WebGL texture uploading
Every frame the JS-side screen buffer array is uploaded to an OpenGL texture object (in the 8 bit luminance format). Then a fullscreen quad is rendered using the texture, with basically pass-through vertex and fragment shaders.
There’s a canvas fallback in case WebGL isn’t supported. It uses
CanvasRenderingContext2D.putImageData to also copy the screen buffer. HTML5’s canvas can draw lines directly, but I discovered that there’s no way to turn off the anti-aliasing. It wasn’t the style I was aiming for so I decided to keep the screen buffer upload approach.
The main loop uses the
requestAnimationFrame API which syncs with the browser’s window refresh timing. This usually matches the display’s vsync.

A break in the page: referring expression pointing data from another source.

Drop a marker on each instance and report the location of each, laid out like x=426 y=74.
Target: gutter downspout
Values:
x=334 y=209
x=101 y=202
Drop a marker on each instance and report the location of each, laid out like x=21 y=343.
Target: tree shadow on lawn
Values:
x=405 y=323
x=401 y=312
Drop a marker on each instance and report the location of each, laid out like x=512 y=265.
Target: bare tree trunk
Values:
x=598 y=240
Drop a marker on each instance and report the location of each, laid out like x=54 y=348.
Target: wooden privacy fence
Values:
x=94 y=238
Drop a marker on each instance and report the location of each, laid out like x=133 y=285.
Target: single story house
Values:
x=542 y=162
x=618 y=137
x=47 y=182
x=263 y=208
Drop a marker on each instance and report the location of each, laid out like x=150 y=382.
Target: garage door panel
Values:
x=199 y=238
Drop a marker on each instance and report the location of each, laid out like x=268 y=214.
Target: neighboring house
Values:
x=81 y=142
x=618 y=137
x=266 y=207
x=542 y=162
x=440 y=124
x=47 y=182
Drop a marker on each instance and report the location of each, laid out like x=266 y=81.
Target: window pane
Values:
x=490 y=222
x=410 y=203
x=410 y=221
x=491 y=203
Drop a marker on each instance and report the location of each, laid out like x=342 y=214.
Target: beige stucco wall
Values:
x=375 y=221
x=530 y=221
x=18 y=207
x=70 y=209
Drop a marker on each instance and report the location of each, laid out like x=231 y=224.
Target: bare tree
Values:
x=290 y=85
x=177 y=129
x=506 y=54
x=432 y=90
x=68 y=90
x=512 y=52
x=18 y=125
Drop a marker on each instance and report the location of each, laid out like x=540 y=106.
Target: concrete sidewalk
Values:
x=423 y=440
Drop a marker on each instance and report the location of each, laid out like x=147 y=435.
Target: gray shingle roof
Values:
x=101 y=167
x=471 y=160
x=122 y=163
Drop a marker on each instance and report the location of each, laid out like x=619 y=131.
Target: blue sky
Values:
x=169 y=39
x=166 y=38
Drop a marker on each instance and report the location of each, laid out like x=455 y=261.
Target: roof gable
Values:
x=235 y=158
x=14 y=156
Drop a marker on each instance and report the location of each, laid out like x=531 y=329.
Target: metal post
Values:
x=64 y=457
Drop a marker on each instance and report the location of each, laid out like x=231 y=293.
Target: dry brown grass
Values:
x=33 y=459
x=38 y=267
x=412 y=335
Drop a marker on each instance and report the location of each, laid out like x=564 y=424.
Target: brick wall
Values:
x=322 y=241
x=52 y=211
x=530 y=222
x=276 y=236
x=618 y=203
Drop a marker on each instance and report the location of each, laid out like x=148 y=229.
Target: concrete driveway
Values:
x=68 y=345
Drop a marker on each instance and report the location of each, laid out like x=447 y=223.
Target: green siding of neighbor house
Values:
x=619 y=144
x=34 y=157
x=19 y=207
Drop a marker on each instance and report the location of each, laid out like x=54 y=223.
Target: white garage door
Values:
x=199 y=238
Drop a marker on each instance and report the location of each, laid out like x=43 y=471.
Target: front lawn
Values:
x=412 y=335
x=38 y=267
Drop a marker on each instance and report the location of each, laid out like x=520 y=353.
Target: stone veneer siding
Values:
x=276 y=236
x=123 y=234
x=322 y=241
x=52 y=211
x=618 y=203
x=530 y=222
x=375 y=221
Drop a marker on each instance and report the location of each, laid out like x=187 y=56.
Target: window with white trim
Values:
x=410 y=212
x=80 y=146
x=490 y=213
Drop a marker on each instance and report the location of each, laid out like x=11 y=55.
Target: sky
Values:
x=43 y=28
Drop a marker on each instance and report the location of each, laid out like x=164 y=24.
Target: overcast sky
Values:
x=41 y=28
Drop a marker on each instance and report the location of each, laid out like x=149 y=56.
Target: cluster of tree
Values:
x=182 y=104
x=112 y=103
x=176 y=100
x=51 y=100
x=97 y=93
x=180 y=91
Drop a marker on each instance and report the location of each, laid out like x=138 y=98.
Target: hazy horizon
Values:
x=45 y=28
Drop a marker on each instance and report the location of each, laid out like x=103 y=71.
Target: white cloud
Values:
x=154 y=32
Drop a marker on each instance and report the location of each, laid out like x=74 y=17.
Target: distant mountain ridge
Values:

Another benefit is that the browser can throttle the loop to save the client’s device’s battery.
There’s a fallback using a
setInterval timer in case the newer API isn’t supported.

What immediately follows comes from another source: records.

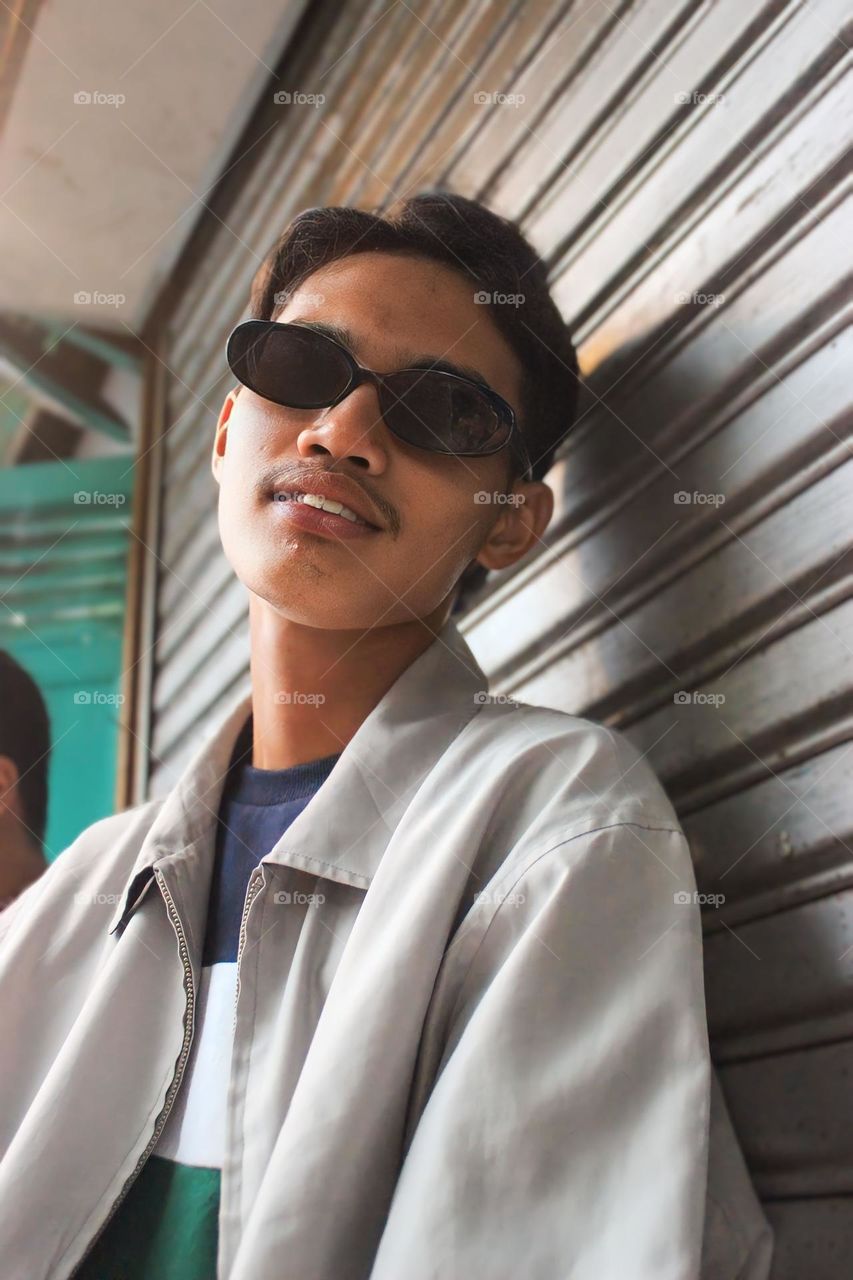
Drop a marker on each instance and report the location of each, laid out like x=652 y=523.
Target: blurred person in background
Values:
x=401 y=981
x=24 y=750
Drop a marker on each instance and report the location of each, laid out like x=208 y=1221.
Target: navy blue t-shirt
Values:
x=167 y=1226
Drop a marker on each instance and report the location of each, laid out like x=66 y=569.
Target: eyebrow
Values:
x=347 y=339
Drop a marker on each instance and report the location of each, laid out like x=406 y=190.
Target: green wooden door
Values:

Each mesh is converted from its binary file to a typed array contained in a TypeScript source file using a Python script.

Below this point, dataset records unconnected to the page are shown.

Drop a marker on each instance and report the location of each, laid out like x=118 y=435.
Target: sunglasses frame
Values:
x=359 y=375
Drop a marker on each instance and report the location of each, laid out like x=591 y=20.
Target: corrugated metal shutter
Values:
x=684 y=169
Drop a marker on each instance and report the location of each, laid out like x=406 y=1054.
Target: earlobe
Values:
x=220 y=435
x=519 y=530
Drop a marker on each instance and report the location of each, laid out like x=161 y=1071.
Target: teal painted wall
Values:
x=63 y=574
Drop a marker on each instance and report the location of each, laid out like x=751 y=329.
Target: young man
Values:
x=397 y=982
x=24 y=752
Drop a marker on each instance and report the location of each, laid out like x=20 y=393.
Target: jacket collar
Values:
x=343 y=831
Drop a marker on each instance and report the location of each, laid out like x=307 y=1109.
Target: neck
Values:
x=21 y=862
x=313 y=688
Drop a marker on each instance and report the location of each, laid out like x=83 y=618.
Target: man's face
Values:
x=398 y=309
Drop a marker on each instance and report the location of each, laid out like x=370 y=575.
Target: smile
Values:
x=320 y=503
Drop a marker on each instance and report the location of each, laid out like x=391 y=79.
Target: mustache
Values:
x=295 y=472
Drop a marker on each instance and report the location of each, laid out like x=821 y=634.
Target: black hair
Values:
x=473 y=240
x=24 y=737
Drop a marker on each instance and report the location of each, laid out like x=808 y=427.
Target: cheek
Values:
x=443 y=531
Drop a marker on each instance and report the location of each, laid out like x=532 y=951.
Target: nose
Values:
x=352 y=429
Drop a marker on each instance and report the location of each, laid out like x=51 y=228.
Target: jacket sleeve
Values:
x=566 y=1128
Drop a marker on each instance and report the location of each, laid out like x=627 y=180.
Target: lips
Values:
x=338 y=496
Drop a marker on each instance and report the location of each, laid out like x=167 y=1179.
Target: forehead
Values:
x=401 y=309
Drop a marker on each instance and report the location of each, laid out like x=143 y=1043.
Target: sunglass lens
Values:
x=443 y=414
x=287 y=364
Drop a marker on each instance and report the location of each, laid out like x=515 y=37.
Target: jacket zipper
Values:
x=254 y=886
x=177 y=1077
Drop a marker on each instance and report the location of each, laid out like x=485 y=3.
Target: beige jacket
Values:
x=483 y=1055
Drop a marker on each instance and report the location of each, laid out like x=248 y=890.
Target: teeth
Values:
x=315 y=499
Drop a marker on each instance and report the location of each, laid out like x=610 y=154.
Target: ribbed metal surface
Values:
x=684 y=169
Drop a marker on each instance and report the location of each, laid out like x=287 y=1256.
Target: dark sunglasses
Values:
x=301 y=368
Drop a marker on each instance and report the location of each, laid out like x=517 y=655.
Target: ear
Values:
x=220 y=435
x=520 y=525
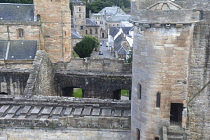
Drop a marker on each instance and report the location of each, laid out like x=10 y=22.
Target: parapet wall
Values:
x=41 y=80
x=95 y=65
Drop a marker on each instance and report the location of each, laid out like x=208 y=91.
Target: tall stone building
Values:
x=85 y=26
x=55 y=28
x=170 y=85
x=50 y=28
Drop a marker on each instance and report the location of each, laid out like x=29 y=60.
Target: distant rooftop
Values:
x=18 y=50
x=90 y=22
x=112 y=11
x=16 y=12
x=119 y=18
x=75 y=34
x=164 y=5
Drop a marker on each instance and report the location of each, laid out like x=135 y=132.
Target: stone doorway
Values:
x=73 y=92
x=122 y=94
x=3 y=93
x=176 y=113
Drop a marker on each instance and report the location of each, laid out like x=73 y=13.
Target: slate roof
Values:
x=114 y=30
x=126 y=30
x=112 y=11
x=118 y=18
x=118 y=42
x=18 y=50
x=72 y=22
x=75 y=34
x=16 y=12
x=89 y=22
x=30 y=109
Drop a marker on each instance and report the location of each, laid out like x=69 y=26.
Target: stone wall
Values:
x=41 y=79
x=14 y=75
x=9 y=30
x=55 y=28
x=73 y=134
x=95 y=65
x=80 y=17
x=199 y=76
x=41 y=117
x=160 y=64
x=13 y=83
x=94 y=85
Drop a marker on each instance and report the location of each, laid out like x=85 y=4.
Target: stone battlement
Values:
x=95 y=65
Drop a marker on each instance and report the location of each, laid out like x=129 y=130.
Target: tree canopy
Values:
x=98 y=5
x=85 y=47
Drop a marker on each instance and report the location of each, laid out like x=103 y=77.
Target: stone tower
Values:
x=79 y=14
x=55 y=18
x=170 y=84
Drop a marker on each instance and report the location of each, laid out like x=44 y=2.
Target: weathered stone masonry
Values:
x=171 y=57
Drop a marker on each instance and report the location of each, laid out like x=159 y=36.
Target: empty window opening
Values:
x=176 y=113
x=38 y=17
x=125 y=94
x=158 y=99
x=73 y=92
x=3 y=93
x=139 y=95
x=121 y=94
x=138 y=132
x=157 y=138
x=20 y=33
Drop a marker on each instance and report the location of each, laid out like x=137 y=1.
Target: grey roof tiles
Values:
x=16 y=12
x=19 y=49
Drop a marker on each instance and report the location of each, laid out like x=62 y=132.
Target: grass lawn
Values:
x=78 y=93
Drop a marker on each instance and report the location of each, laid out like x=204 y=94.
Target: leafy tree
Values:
x=85 y=47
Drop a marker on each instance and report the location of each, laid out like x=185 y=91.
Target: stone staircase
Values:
x=175 y=132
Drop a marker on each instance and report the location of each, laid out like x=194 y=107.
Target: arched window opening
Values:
x=122 y=94
x=73 y=92
x=157 y=138
x=176 y=113
x=20 y=33
x=38 y=17
x=158 y=96
x=3 y=93
x=138 y=132
x=139 y=95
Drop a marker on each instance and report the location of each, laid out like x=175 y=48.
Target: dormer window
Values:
x=20 y=33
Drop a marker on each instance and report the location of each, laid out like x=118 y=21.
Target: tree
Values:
x=85 y=47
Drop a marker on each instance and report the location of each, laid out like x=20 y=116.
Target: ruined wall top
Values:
x=163 y=12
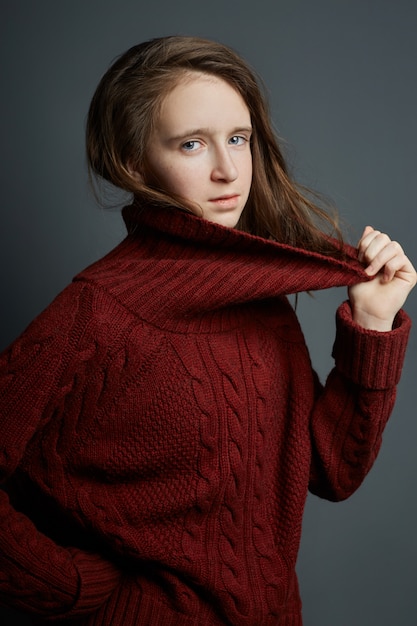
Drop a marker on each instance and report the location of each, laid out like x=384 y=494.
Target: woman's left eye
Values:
x=188 y=146
x=237 y=140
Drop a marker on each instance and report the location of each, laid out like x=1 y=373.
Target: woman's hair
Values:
x=125 y=109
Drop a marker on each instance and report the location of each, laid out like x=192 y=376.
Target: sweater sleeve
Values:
x=37 y=575
x=353 y=407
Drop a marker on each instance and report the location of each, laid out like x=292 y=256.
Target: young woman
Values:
x=161 y=422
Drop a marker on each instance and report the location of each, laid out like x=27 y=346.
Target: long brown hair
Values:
x=125 y=108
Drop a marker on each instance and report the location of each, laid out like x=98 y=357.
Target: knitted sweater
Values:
x=161 y=424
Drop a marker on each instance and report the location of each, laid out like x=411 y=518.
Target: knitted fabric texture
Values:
x=161 y=425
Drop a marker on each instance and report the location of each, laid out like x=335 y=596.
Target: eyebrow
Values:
x=206 y=131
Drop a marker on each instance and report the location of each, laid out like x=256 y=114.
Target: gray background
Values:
x=342 y=83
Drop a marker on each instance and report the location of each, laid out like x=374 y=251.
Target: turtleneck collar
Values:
x=174 y=265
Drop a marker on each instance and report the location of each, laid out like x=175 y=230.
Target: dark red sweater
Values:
x=161 y=424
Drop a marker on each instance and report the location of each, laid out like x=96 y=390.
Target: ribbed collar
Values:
x=175 y=266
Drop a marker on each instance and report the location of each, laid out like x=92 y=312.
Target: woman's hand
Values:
x=375 y=303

var array_sail_ship = new Float32Array(18234); array_sail_ship = 6.000000; array_sail_ship = -0.604884; array_sail_ship = 1.012157; ... array_sail_ship = 0.020120; array_sail_ship = -0.437526; array_sail_ship = -3.396870;
This monstrosity is done for two reasons:
- No need to do any extra HTTP requests. Reduces loading time.
- No need to worry about endianness.
In practice the mesh data TypeScript files get compressed very efficiently and the mesh data is small to begin with. It’s certainly not something I would consider for a game but it’s perfect for a homepage.
I used an existing math library for vector and matrix math: https://github.com/matthiasferch/TSM.
Allocations are kept to a minimum to reduce garbage collection stalls. I used Chrome’s memory profiling tools to find and eliminate allocations, often by moving them into static scope.
There were a few surprises. For example the
() = > ... fat arrow syntax contains an allocation because it returns a function object.
I also removed the object-oriented functions from the TSM library which returned their results in new objects, removed the optional destination idiom, and moved some temporary variables from function to static scope.
Typed arrays are used for mesh data and to represent vectors and matrices (courtesy of the TSM library).
Uint8Array.fill isn’t supported on some browsers, so I used Mozilla’s polyfill.
I want to maximize browser support because at the end of the day it’s meant for a homepage. It runs on Firefox, Chrome, Edge, and Explorer. Also tested on Firefox and Chrome mobile. All pretty recent versions, I should test with older ones.
Theoretically the limiting factors are typed arrays, WebGL/
CanvasRenderingContext2D.putImageData(), and ECMAScript 5. These features are supported across the board since 2013.
I also used Wiresterizer as a prototype for a GBA rasterizer. I realized however that wireframe rendering has too much visual noise. It would make it difficult for players to distinguish entities. That would depend on the kind of game, but I could tell it would be the case for anything fast-paced.
The solution would be to depth test (and backface cull) to clean up the visuals. Here’s a comparison:
Depth testing would require a depth buffer which would require polygon rasterization. Line rasterization wouldn’t suffice.
I would opt for triangle rasterization rather than N-gons for simplicity and performance. However triangle wireframes are even more noisy:
The solution would be to mark edges that belong to the N-gon faces in the mesh data. The triangles would be used for the first pass and would be invisible, affecting only the depth buffer. Then the N-gon edges would be drawn in a secondary pass. There would essentially be a triangulated mesh and an N-gon mesh for every model.